洛望舒手一抖,筆尖狠狠地偏離出去,進村后的第一幅畫就毀在這里。
“滾!誰是你老公!”有人氣得笑了,跟她打鬧起來。“把‘封筆’兩個字咽下去,明明就是休息兩年,別歪解好不好!”
“以前那個誰不就是嘴上說著休息,結果到現在還沒新書出來嗎?”那人手背被涂了一道顏料,忙打手勢服輸。“好好好我嘴欠!”她抽紙擦了擦手,接著笑道:“我就隨便說說,你當我是什么嘴,說什么應驗什么啊?”
“那可不一定,萬一你就烏鴉嘴了呢。”對方撇撇嘴。
“要應驗也請千萬應驗前一句,景行要是我老公,我才不管他封不封筆。”她感慨地雙手合十。
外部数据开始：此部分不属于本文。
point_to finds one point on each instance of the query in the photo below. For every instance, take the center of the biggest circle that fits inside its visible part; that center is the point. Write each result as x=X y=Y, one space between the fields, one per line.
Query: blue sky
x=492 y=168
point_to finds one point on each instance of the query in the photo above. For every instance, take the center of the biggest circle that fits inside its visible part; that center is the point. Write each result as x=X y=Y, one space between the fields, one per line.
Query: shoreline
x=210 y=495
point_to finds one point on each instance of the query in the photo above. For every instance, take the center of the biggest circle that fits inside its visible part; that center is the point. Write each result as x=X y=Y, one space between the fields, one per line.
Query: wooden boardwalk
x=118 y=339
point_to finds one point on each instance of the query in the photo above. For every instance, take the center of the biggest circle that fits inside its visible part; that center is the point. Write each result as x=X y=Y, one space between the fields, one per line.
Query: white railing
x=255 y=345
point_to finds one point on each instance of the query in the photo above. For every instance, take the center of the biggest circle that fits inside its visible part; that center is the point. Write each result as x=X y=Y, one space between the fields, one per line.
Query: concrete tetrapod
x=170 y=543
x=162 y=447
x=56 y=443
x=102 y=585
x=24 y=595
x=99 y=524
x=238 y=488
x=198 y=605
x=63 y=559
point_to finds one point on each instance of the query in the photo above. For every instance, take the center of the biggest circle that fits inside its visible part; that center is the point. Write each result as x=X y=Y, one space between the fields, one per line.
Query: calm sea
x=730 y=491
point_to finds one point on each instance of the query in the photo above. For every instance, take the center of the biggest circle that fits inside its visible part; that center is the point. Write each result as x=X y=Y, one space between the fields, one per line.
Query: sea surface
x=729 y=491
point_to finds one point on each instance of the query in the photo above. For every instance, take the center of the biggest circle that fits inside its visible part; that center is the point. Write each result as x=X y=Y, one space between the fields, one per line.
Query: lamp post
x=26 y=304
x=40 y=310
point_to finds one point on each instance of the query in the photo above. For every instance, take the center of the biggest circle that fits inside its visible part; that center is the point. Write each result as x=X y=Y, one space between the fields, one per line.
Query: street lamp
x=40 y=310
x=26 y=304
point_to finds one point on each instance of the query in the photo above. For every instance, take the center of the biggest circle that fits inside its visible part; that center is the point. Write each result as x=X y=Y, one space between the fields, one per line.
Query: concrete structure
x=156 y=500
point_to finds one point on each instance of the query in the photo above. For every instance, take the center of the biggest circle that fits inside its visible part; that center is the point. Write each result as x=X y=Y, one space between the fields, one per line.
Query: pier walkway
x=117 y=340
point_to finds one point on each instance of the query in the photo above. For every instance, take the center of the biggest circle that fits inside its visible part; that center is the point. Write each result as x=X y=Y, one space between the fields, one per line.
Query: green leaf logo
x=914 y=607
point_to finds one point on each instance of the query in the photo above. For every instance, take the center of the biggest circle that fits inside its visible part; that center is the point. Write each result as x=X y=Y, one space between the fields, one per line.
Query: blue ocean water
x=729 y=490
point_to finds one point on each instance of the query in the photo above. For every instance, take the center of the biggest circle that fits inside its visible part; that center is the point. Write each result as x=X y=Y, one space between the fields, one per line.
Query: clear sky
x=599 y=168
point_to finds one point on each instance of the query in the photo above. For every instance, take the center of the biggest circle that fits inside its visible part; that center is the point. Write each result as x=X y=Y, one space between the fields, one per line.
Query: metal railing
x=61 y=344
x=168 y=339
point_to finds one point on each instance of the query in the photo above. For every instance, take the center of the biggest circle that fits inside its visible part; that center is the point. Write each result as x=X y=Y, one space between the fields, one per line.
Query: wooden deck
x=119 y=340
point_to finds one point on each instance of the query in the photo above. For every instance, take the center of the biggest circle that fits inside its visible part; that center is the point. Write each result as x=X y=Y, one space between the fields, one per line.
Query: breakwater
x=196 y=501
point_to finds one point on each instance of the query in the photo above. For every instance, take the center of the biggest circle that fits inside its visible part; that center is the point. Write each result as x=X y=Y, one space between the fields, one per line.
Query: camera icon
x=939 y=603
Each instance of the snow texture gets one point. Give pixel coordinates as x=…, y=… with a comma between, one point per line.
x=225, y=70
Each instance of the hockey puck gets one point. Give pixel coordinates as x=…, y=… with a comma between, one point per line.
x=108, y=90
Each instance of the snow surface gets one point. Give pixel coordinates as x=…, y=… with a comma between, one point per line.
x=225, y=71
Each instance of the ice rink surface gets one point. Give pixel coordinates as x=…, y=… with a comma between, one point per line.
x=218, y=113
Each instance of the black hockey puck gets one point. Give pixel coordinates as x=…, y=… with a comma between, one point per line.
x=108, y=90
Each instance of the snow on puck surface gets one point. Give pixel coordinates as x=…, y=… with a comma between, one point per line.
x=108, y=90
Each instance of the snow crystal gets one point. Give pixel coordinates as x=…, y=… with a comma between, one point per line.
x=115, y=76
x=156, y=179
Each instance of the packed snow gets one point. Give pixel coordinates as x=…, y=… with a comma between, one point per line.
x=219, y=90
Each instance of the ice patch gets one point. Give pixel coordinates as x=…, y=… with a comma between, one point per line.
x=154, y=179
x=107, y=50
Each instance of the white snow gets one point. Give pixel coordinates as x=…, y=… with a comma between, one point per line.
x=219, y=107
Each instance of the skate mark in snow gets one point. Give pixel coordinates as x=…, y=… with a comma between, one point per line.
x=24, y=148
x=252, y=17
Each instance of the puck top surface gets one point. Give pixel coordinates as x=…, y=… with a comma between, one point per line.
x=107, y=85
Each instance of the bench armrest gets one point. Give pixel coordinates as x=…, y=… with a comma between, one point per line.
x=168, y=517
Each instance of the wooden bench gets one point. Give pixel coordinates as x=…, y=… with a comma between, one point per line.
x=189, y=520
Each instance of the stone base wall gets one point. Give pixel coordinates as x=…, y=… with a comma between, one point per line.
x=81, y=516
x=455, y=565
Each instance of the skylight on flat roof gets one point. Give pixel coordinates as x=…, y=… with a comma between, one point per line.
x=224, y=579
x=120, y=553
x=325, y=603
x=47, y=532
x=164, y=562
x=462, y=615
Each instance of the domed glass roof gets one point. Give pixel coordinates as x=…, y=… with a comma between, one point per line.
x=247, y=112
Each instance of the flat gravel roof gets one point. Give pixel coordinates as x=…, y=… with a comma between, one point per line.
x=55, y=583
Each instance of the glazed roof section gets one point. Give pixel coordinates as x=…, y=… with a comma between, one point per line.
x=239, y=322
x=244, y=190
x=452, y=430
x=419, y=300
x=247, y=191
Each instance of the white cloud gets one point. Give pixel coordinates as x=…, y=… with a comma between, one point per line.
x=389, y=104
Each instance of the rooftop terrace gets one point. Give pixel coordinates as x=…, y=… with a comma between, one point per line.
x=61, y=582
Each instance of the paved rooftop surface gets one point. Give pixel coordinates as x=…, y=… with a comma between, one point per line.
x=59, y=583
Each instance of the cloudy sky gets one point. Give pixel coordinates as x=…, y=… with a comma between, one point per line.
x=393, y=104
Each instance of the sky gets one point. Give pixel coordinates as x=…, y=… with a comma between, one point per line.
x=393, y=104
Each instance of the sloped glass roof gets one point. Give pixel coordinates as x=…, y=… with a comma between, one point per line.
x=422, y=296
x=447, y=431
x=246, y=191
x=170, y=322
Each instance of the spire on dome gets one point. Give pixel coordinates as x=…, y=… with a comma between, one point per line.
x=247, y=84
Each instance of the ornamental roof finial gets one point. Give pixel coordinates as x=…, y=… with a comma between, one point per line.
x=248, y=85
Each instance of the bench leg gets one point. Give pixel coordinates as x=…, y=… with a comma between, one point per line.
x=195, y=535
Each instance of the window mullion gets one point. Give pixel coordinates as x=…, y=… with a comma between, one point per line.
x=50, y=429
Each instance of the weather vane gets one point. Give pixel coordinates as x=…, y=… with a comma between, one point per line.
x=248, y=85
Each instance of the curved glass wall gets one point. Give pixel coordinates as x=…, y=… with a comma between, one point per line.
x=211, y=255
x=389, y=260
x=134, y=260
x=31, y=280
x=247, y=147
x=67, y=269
朋友拍拍她的肩膀,讓她別做白日夢:“年輕人出門小心點,洛水三千的粉絲正在提刀趕來的路上。”
洛望舒剛換好新的畫紙,提筆正要往上面點,聽到這句手又頓住,把手肘抵在膝蓋上,微微垂下頭,心臟怦怦直跳。沒等他從不自在里脫身出來,眼前遞來一柄紙折的扇子,身邊的男生問他:“你是不是覺得熱了?要用扇子嗎?”
洛望舒愣了一下,笑著搖搖頭:“不用,謝謝。”
“我還以為你大清早就被太陽曬熱了。”對方也笑起來,把紙扇旋回掌心,指了指自己的耳朵。“你耳朵都紅了。”
洛望舒一時語塞,把目光錯開,移回畫紙,努力集中精力開始勾勒線條:“……是有點曬,不過還好,不怎么熱。”
他們在交談的時候,另外一邊的女生接了一通電話,對著另一端沒說幾句就拉高著聲調從地上標槍似的躥起來,把手遮在眼前,踮腳對著河對面張望,興奮道:“真是太麻煩您了!竟然這么快就到了!”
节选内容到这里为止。